Revival attendees embrace outspoken pastor
Given their public falling out last spring, it was far from certain the Rev. Jeremiah A. Wright, pastor emeritus of Chicago's 6,300 member Trinity United Church of Christ, would speak favorably of Democratic presidential nominee Barack Obama when he preached at Elmwood Presbyterian Church in East Orange, N.J., on Sunday, Sept. 7.
But in his afternoon sermon on Jesus' turning water into wine — "the ordinary into the extraordinary" as Wright put it — he neared the end of his 40-minute sermon with a riff on Obama that thrilled a church crowd of 300.
"Let me tell you how I know what I'm talking about," Wright said at the weeklong Elmwood revival he attends each September.
"Twenty years ago, a scrawny little kid — pointed nose, big ears, momma from Kansas, daddy from Kenya — the Lord told him, an ordinary black boy, he told him, 'You could be a state senator...'
"Not only did he become a state senator," Wright continued, as cheers rang up in the sanctuary, "this black boy with an African daddy from Kenya and a white American momma from Kansas, he had the audacity to hope, so he ran for the United States Senate, and the Lord turned the ordinary into the [extraordinary]. And now! And now! Oh my God, and now! Whooo!" Wright has led annual revivals at the African-American church since 1989, owing to his friendship with its pastor, the Rev. Robert Burkins.
The two met at a conference in the 1980s.

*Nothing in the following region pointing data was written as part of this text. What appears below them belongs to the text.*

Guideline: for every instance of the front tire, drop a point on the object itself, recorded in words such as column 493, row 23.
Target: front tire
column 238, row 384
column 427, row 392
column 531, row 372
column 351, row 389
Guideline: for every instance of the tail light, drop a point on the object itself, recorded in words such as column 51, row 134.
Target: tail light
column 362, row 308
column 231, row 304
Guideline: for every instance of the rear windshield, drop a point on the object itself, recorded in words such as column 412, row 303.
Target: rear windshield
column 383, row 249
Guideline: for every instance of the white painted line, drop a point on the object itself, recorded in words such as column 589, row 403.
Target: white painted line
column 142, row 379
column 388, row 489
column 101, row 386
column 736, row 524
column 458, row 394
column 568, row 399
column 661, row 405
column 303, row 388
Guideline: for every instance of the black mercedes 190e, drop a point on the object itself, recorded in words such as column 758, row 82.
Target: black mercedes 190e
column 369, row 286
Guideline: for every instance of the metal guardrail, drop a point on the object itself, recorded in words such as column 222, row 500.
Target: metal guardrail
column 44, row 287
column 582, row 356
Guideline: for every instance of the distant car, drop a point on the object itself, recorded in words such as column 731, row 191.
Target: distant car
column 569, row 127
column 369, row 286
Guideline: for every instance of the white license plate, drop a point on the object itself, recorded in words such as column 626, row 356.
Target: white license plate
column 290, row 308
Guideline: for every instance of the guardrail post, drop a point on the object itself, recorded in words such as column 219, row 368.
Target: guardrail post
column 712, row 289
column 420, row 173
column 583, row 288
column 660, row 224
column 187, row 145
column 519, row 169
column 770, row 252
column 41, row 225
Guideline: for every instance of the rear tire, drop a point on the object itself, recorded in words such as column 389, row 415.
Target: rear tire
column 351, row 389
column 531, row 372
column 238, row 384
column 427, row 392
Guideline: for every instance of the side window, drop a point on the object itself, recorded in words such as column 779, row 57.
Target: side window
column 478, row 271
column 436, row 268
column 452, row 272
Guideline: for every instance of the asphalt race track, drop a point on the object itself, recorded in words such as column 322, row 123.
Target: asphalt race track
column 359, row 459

This was Wright's first visit to Elmwood since snippets of his sermons were broadcast nationally and online last spring, causing Obama, Wright's former longtime parishioner, to sever ties to the fiery preacher and resign the Obama family's membership at Trinity.
In some of those sermons, Wright, who often preaches on the mistreatment of African-Americans, likened actions of the U.S. government to al-Qaida's actions and said the Sept. 11 attacks were "America's chickens coming home to roost."
For a churchman both revered and reviled nationally for his oratory, Wright made a decidedly subdued entrance into the East Orange sanctuary on Sept. 7.
At 9 a.m. on the dot, wearing a dark blue suit and yellow tie, he walked in and sat quietly in the front row. He looked toward the band and mouthed lyrics to the warm-up hymn, "If it had not been for the Lord on my side, tell me, where would I be?"
Toward the sermon's end, though, he commanded the attention of those in the sanctuary and an overflow room, and drew grins as he referred to the controversy briefly, mentioning two conservative cable TV commentators.
"I'm a testimony," Wright said from the pulpit, guided by lyrics to an African-American spiritual song. "I didn't make it on my own, and I'm not standing here alone. It was Jesus ... who gave me this opportunity. Not [Sean] Hannity. Not Bill O'Reilly. It was Jesus."
Then, he said, to cheers, "I ain't preaching for no journalists, I'm preaching for Jesus ... I ain't preaching for no president, I'm preaching for the prince of peace! ... Look at me! I'm a testimony!
"Stand on your feet!"
Widely condemned last spring for his statements, but defended in black churches and by UCC leadership, Wright has said his words were misunderstood by people unfamiliar with the history and rhetoric of the black church.
At Elmwood, which takes pride in its relationship with Wright, Burkins introduced him as a "prophet of peace" for "speaking truth to power and challenging the status quo."
Most of Wright's words were apolitical.
In one sermon on Jesus' turning water into wine at a wedding, he said the congregation should learn from the example of Mary, Jesus' mother, informing her son the wedding hosts were running low on wine rather than gossiping about their misfortune.
"His mother took it to the Lord," Wright said. "She took somebody else's problem to the Lord ... When we hear something about someone in a situation, we will text-message on the spot, instead of talking to our master in the privacy of our prayer rooms ... Don't text-message. Talk to the master."
Many parishioners declined to discuss Wright's relationship with Obama, who also is popular in the church, or whether they thought Wright had hurt Obama's presidential chances.
U.S. Rep. Donald M. Payne, a Democrat from N.J., said he did not fault Wright, and he thought Obama's severing of ties made his relationship with Wright less likely to re-emerge as a campaign issue.
"It's kind of hard to tell a person like him (Wright) to change his ways," said Payne, whose son was married at Elmwood. "Basically he's been preaching his style and his message for decades. Maybe it's good that it's been aired and it's not a story anymore. Now they can deal with issues that confront Americans."